The law and order situation in Quetta is far from satisfactory. The attack on a school, assault on a rickshaw driver, and the martyrdom of a policeman in ‘targeted’ gun attack in less than forty-eight hours mean that the miscreants operate in the provincial capital quite easily. What is saddening is that the perilous law and order situation in Balochistan rarely finds any mention in the public discourse. If this is the law and order situation of the capital of Balochistan, one can well imagine the security measures in the rest of the province. Though law enforcement agencies have successfully established the writ of the state in the rest of the country; however, the restive province of Balochistan is yet to be secured.

Tehreek-i-Taliban Pakistan (TTP) has already claimed responsibility for the killing of the policeman. Police department stands out as the government institution that has been targeted than any other department of the state in Balochistan.
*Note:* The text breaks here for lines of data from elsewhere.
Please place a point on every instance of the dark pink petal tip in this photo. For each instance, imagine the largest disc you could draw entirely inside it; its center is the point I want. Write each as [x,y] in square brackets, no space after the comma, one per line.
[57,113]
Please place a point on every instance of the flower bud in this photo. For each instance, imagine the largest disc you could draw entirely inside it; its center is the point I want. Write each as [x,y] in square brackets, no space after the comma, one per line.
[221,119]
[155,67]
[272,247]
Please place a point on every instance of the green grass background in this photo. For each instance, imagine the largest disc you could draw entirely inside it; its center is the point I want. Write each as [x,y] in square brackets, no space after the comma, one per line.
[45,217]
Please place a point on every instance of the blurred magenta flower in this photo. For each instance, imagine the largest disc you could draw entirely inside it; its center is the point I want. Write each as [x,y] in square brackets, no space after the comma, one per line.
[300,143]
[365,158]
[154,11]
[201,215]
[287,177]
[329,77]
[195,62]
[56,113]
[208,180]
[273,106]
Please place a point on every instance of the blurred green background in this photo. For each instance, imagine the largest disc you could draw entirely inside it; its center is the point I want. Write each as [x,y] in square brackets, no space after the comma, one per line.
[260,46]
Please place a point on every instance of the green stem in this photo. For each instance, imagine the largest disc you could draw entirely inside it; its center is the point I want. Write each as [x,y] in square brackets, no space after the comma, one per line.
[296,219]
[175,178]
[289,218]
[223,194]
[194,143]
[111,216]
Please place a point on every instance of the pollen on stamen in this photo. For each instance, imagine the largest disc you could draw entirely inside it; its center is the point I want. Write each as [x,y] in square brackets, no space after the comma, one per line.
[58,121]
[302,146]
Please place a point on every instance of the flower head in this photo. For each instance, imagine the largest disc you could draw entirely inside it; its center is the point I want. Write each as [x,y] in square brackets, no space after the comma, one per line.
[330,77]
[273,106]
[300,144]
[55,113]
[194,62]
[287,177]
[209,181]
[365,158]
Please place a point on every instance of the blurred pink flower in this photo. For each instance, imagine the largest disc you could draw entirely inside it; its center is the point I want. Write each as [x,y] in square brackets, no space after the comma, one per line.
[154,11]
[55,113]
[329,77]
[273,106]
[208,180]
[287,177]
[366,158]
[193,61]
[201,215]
Death hunts police in the province to put it bluntly. One cannot restrain oneself but to ask the policymakers what steps they have taken so far to improve the unsatisfactory law and order situation in the province in general and prevent attacks against police in particular.
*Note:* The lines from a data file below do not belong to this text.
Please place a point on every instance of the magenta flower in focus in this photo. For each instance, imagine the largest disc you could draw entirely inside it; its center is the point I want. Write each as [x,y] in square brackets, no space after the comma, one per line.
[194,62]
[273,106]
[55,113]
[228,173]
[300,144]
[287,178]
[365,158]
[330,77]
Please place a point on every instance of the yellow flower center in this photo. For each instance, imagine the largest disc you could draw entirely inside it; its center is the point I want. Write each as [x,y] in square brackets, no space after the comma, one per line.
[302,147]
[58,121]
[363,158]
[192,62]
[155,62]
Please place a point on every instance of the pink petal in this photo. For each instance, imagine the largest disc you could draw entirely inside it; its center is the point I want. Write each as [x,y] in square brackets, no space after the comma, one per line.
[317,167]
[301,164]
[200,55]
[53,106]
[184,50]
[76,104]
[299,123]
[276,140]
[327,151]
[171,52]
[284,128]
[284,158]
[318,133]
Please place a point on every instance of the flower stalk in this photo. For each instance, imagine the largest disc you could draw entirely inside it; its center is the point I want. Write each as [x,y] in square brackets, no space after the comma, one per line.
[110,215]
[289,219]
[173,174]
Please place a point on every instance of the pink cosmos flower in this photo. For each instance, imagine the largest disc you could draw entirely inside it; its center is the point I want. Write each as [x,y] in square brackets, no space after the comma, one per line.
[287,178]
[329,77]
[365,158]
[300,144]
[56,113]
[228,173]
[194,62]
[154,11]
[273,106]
It seems that the National Action Plan (NAP) has failed in achieving its desired goal in the largest province of the country. The weak law and order situation in the region that brings life to a standstill quite regularly is probably the least concerning factor for the government. The provincial government and all other law enforcement agencies active in the province must be apprehensive of the militant organisation’s presence in the province. It is better to nub the evil in the bud. The admission of TTP for carrying out the attack establishes its presence in the territory. Before it grows a Frankenstein monster, it is wise for the state to launch a pre-emptive strike against the militant organisation.
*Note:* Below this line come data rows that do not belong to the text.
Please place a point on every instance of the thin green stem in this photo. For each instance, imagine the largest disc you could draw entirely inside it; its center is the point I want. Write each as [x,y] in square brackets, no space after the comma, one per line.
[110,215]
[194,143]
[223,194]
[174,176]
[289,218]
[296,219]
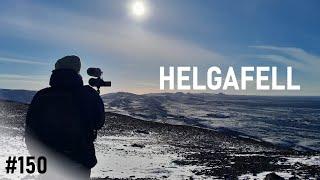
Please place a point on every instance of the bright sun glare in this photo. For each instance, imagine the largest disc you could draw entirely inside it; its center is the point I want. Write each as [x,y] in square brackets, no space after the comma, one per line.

Considering the socio-economic factors that make the area’s population the poorest of the poor in the country, the province is a potential nursery for recruiting of militants. The government can curb militancy in the region by adopting a multi-pronged policy having short, medium and long terms actions and goals. What the government needs to consider is that the two attacks, i.e., targeting of the school and attacking the police constable are major security lapses. The people in the area deserve a better law and order environment. They have suffered enough from militancy. It is high time for the state to show some action to establish its writ in the region.